Simon Hills, Director, Prudential Policy, UK Finance
I was delighted last week to host a UK Finance webinar on ‘Model Risk Management – Effective practices for stress testing’ with expert colleagues from KPMG and Thomson Reuters.
The Supervisory Statement is a synthesis of model risk management (MRM) good practices that the PRA has observed during the annual cyclical stress testing process, which is applied to the largest UK banks. The four principles are intended to be relevant to all model types, not only those used in a stress testing context. And similarly, the PRA’s expectation is that other banks and building societies should draw upon them, in a proportionate way, depending on their size, complexity, risk profile and the materiality of the model, as their own stress testing practices mature.
We discussed the evolution of stress testing, which is at its most advanced in the US where the Fed’s statement SR11-7 provides quite a broad definition of what a model is. It requires banks to separate out model use and development from validation and independent review, maintain an inventory of models used within the banks and ensure that an effective governance process is in place.
So, it is welcome that the PRA’s Supervisory Statement, against which banks will have to assess themselves in their ICAAP process from 2019 onwards, is broadly aligned to the Fed’s views on stress testing.
During the webinar we posed a number of questions to the audience, the answers to which reflect the relatively recent nature of the debate on model risk management in the UK. For instance, 40 per cent of respondents felt that they still had some way to go to achieve compliance with the Principles. IT infrastructures and data quality were identified as the number one challenge for banks as they implement them.
But perhaps the most interesting question asked was ‘to what extent are components of your MRM framework (e.g. model documentation, testing, inventory etc.) currently automated?’. Almost 70 per cent of those that responded said that their MRM automation processes were as yet in the foothills. Again, the weight of regulation and internal changes means that automation is a thing for the future, as simpler solutions and low-hanging fruit are currently the top priorities. The challenges for the future include grafting machine learning on to legacy systems and assurance about how machine learning reaches its conclusions – issues that are also discussed in the UK Finance Sustainable Finance in a Digital Age report released today, which discusses the benefits of using machine learning to speed up lending decisions, while potentially reducing credit risk.

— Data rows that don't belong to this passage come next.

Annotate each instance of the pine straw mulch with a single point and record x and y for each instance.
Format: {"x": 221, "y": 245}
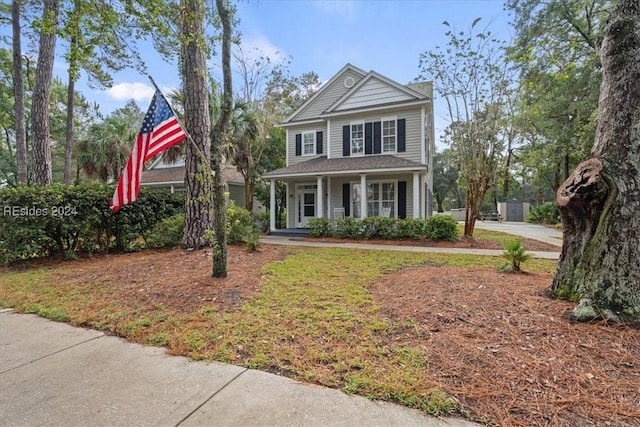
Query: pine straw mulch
{"x": 510, "y": 354}
{"x": 462, "y": 242}
{"x": 496, "y": 342}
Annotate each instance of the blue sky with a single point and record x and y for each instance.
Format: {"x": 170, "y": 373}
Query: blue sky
{"x": 322, "y": 36}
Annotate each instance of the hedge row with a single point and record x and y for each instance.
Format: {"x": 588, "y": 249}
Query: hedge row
{"x": 41, "y": 221}
{"x": 437, "y": 227}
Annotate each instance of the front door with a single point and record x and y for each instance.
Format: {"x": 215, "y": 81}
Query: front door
{"x": 306, "y": 208}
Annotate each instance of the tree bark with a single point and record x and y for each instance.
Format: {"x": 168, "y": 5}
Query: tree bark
{"x": 600, "y": 202}
{"x": 218, "y": 140}
{"x": 18, "y": 93}
{"x": 42, "y": 173}
{"x": 197, "y": 181}
{"x": 68, "y": 148}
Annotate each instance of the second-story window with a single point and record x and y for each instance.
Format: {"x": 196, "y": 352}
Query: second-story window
{"x": 389, "y": 136}
{"x": 357, "y": 139}
{"x": 308, "y": 143}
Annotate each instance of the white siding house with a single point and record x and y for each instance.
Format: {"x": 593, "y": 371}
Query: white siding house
{"x": 359, "y": 131}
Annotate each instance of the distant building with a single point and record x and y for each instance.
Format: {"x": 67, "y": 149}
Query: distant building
{"x": 162, "y": 174}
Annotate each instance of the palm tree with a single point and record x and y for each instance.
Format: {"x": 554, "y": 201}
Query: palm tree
{"x": 244, "y": 150}
{"x": 104, "y": 154}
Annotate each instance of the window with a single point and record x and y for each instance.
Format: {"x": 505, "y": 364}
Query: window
{"x": 308, "y": 143}
{"x": 389, "y": 136}
{"x": 357, "y": 138}
{"x": 379, "y": 195}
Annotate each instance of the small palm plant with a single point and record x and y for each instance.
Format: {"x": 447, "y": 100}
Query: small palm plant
{"x": 515, "y": 253}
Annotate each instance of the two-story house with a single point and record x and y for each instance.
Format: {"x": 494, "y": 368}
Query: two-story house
{"x": 361, "y": 146}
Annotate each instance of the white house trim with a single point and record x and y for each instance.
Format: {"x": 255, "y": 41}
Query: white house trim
{"x": 411, "y": 93}
{"x": 324, "y": 88}
{"x": 394, "y": 106}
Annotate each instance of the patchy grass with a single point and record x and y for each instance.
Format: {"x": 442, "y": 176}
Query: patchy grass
{"x": 313, "y": 320}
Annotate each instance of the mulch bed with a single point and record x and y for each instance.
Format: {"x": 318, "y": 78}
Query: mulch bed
{"x": 463, "y": 242}
{"x": 510, "y": 354}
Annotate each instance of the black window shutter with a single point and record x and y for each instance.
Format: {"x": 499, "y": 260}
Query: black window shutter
{"x": 377, "y": 138}
{"x": 319, "y": 142}
{"x": 346, "y": 198}
{"x": 401, "y": 135}
{"x": 298, "y": 144}
{"x": 368, "y": 139}
{"x": 346, "y": 141}
{"x": 402, "y": 199}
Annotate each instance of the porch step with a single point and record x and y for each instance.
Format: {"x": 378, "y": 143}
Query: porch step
{"x": 291, "y": 232}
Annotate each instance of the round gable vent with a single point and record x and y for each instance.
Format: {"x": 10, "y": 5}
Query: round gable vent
{"x": 349, "y": 82}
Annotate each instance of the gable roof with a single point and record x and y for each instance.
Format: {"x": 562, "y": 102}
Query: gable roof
{"x": 349, "y": 165}
{"x": 372, "y": 90}
{"x": 325, "y": 87}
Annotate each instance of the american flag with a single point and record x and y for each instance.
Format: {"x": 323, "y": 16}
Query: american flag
{"x": 160, "y": 130}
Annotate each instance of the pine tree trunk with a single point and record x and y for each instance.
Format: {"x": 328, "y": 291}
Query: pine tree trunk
{"x": 197, "y": 180}
{"x": 18, "y": 91}
{"x": 600, "y": 202}
{"x": 220, "y": 135}
{"x": 68, "y": 148}
{"x": 42, "y": 173}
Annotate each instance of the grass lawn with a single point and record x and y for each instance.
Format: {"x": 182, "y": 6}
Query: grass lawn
{"x": 311, "y": 314}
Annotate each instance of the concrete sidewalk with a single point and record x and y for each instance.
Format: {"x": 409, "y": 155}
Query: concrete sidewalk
{"x": 56, "y": 375}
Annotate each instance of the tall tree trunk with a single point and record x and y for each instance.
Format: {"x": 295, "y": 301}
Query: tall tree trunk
{"x": 218, "y": 140}
{"x": 42, "y": 174}
{"x": 68, "y": 148}
{"x": 197, "y": 180}
{"x": 600, "y": 201}
{"x": 18, "y": 93}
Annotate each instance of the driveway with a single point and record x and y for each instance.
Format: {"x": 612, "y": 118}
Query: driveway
{"x": 532, "y": 231}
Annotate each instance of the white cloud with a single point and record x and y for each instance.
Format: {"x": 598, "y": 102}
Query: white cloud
{"x": 257, "y": 46}
{"x": 136, "y": 91}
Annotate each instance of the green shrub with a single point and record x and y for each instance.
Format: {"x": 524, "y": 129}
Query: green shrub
{"x": 441, "y": 227}
{"x": 405, "y": 228}
{"x": 239, "y": 223}
{"x": 166, "y": 233}
{"x": 378, "y": 227}
{"x": 348, "y": 228}
{"x": 546, "y": 213}
{"x": 40, "y": 221}
{"x": 253, "y": 241}
{"x": 321, "y": 227}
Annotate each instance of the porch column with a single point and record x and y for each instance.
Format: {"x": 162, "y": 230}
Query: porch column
{"x": 416, "y": 194}
{"x": 363, "y": 196}
{"x": 272, "y": 205}
{"x": 320, "y": 198}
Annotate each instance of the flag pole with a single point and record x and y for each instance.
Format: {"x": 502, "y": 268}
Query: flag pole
{"x": 200, "y": 153}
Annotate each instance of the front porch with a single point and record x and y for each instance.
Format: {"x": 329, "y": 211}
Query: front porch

Overcoming those challenges should bring rich rewards as automated documentation and the use of challenger model benchmarking or auto validation for statistical models becomes more prevalent.
We live on the brink of significant progress in the introduction of machine learning and artificial intelligence to modelling. The webinar concluded that machine learning will be more accepted and adopted by banks only once regulators themselves become more au fait with the benefits, and risks, that they can bring. UK Finance will be at the forefront of encouraging this dialogue.